## Overview

AssRuleX (Association Rule eXtractor) is the second most important module of the Coron platform. This module is responsible for the extraction of different sets of association rules. With AssRuleX one can extract the following association rules:

rule type | command-line option | where to read more about |
---|---|---|

all valid association rules | -rule:all |
Summary in [1]. |

closed association rules | -rule:closed |
Introduced in [1]. |

all informative association rules | -rule:all_inf |
Summary in [2]. |

reduced informative association rules | -rule:inf |
Summary in [2]. |

Generic Basis (GB) | -rule:GB |
Summary in [2]. |

(all) Informative Basis (IB) | -rule:all_IB |
Summary in [2]. |

reduced Informative Basis (IB) | -rule:IB |
Summary in [2]. |

rare informative association rules | -rule:rare |
Introduced in [1]. |

Note that under "all informative association rules" we mean the minimal non-redundant association rules (MNR); under "reduced informative association rules" we mean the transitive reduction of MNR (i.e.

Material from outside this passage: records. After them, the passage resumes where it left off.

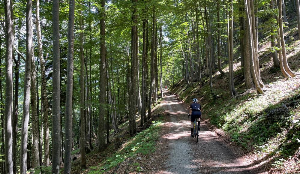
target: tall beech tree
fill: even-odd
[[[61,156],[60,57],[59,55],[59,1],[53,0],[53,66],[52,67],[52,172],[59,173]]]
[[[99,116],[98,118],[98,143],[99,151],[106,148],[104,131],[105,124],[104,116],[105,114],[104,105],[105,102],[106,91],[104,90],[106,87],[105,72],[105,60],[106,48],[105,46],[105,0],[101,0],[101,8],[99,9],[100,17],[100,94],[99,96]]]
[[[26,173],[27,171],[28,123],[29,121],[30,82],[32,78],[31,71],[31,69],[33,68],[32,66],[32,59],[34,59],[34,60],[33,43],[33,33],[32,28],[32,1],[27,1],[26,5],[26,60],[25,62],[24,98],[23,101],[23,117],[22,118],[21,128],[21,152],[20,156],[20,172],[21,173]]]
[[[13,173],[12,131],[11,126],[11,110],[13,101],[12,60],[13,43],[12,41],[12,23],[11,20],[12,1],[4,1],[5,14],[5,38],[6,52],[5,56],[5,109],[4,111],[4,148],[5,150],[5,170],[6,173]],[[31,59],[30,59],[31,61]],[[30,66],[29,67],[30,67]],[[29,68],[29,73],[30,68]],[[30,80],[30,74],[29,80]],[[30,84],[29,84],[29,85]],[[29,93],[29,91],[28,91]],[[29,110],[29,103],[28,104]],[[2,124],[2,126],[3,124]],[[3,133],[3,132],[2,132]]]
[[[70,0],[69,7],[69,21],[68,25],[68,66],[67,68],[67,86],[66,93],[66,120],[64,139],[64,173],[71,173],[71,153],[72,145],[72,116],[73,112],[73,78],[74,72],[74,26],[75,18],[75,1]],[[81,15],[82,14],[81,14]],[[80,27],[82,28],[82,17],[80,16]],[[82,28],[80,29],[81,30]],[[82,34],[80,39],[81,40]],[[81,46],[80,46],[80,51]],[[81,59],[80,59],[81,61]],[[81,62],[80,62],[81,63]],[[81,82],[81,81],[80,81]]]

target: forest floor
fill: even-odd
[[[260,171],[260,166],[218,136],[206,121],[201,124],[196,143],[195,138],[190,137],[189,106],[175,95],[164,94],[161,136],[151,159],[140,163],[144,166],[142,173],[254,173]]]

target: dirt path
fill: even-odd
[[[199,141],[190,137],[189,107],[175,95],[164,92],[162,102],[166,117],[158,143],[157,164],[152,172],[160,173],[255,173],[254,164],[247,161],[208,126],[201,122]],[[154,155],[155,156],[155,155]],[[156,167],[157,167],[156,168]]]

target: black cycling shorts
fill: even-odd
[[[190,116],[190,121],[194,122],[196,118],[201,118],[201,111],[193,111],[192,112],[192,115]]]

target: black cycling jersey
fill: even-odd
[[[193,103],[190,104],[190,109],[193,111],[200,111],[201,110],[201,105],[196,103]]]

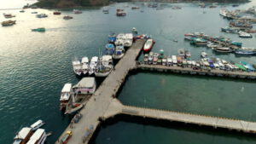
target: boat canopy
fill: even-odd
[[[246,71],[246,70],[247,70],[243,66],[241,66],[241,65],[240,65],[240,64],[236,63],[235,65],[236,65],[239,69],[241,69],[241,70],[242,70],[242,71]]]
[[[62,88],[61,93],[68,93],[71,91],[72,84],[66,84]]]
[[[89,62],[88,57],[83,57],[82,58],[82,63],[88,63],[88,62]]]
[[[15,139],[25,139],[26,135],[30,133],[31,128],[25,127],[22,128],[21,130],[16,135]]]
[[[89,77],[89,78],[84,78],[73,88],[92,88],[94,84],[95,84],[95,78]]]

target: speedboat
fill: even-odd
[[[97,65],[95,75],[96,77],[107,77],[113,70],[113,60],[111,55],[103,55]]]
[[[151,50],[153,45],[154,45],[154,40],[152,38],[148,39],[144,44],[143,51],[148,52],[148,51]]]
[[[48,15],[46,14],[37,14],[37,18],[46,18]]]
[[[43,120],[39,119],[36,123],[32,124],[30,127],[32,131],[35,131],[36,130],[39,129],[44,124],[44,122],[43,122]]]
[[[73,61],[72,62],[72,64],[73,64],[73,72],[74,72],[77,75],[80,76],[80,75],[82,74],[82,71],[81,71],[82,66],[81,66],[81,62],[80,62],[80,60],[73,60]]]
[[[121,59],[125,55],[125,49],[123,45],[117,45],[114,49],[114,53],[112,55],[113,59]]]
[[[110,33],[108,35],[108,43],[114,43],[115,41],[116,41],[116,35],[115,35],[115,33]]]
[[[72,95],[72,84],[66,84],[61,89],[60,97],[60,110],[66,110],[67,105],[70,100]]]
[[[89,59],[88,57],[83,57],[81,60],[82,72],[85,75],[89,72]]]
[[[98,64],[98,57],[97,56],[93,56],[90,60],[90,62],[89,75],[91,75],[91,74],[94,73],[94,72],[96,71],[97,64]]]
[[[124,46],[125,47],[131,47],[132,45],[132,41],[133,41],[132,33],[126,33]]]

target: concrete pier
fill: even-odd
[[[77,124],[72,122],[55,142],[56,144],[61,143],[61,139],[67,130],[73,131],[73,136],[68,143],[88,143],[90,137],[100,124],[99,118],[103,118],[108,112],[113,98],[115,97],[129,71],[136,67],[136,59],[144,43],[145,39],[138,39],[129,48],[125,55],[116,65],[115,70],[112,71],[87,103],[84,103],[84,107],[80,111],[83,115],[80,121]],[[90,135],[85,135],[85,133]]]
[[[138,64],[138,69],[147,70],[147,71],[158,71],[158,72],[176,72],[176,73],[184,73],[184,74],[198,74],[198,75],[209,75],[209,76],[218,76],[218,77],[229,77],[229,78],[249,78],[255,79],[256,72],[232,72],[232,71],[224,71],[212,69],[211,71],[207,70],[194,70],[190,67],[181,67],[181,66],[168,66],[163,65],[144,65]]]

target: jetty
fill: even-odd
[[[65,131],[63,131],[59,139],[55,141],[55,144],[62,143],[61,138],[65,135],[67,131],[72,131],[73,134],[67,143],[87,144],[102,122],[119,114],[205,125],[215,129],[234,130],[245,133],[256,133],[256,123],[254,122],[123,105],[116,99],[116,95],[121,88],[121,85],[125,83],[129,72],[131,70],[144,68],[160,71],[170,70],[177,72],[193,72],[193,73],[195,72],[198,74],[201,72],[200,70],[178,66],[146,66],[139,64],[137,61],[137,58],[139,56],[145,41],[145,39],[137,40],[126,51],[125,55],[118,62],[114,70],[105,78],[96,93],[84,104],[84,107],[79,112],[79,113],[83,115],[81,119],[77,123],[72,120]],[[251,75],[252,73],[247,72],[220,72],[213,70],[203,72],[214,74],[243,75],[246,78],[253,76],[256,78],[254,73]]]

RMNR); and under "rare informative association rules" we mean the exact MRG rules.^{1}

## Command-line usage

`./core02_assrulex.sh [switches] <database> <min_supp> <min_conf> -alg:<alg> -rule:<rule>`

There are five compulsory parameters:

- database file (in .basenum, .bool, or .rcf format)
- minimum support
- minimum confidence
- name of the algorithm to be used
- rule set that you want to extract with the previously specified algorithm

The minimum support can be given in either absolute or relative value, e.g. 2 or 40%.

The minimum confidence can be given as a real value (between 0 and 1.0, e.g. 0.5), or as a percentage (between 0% and 100%, e.g. 50%).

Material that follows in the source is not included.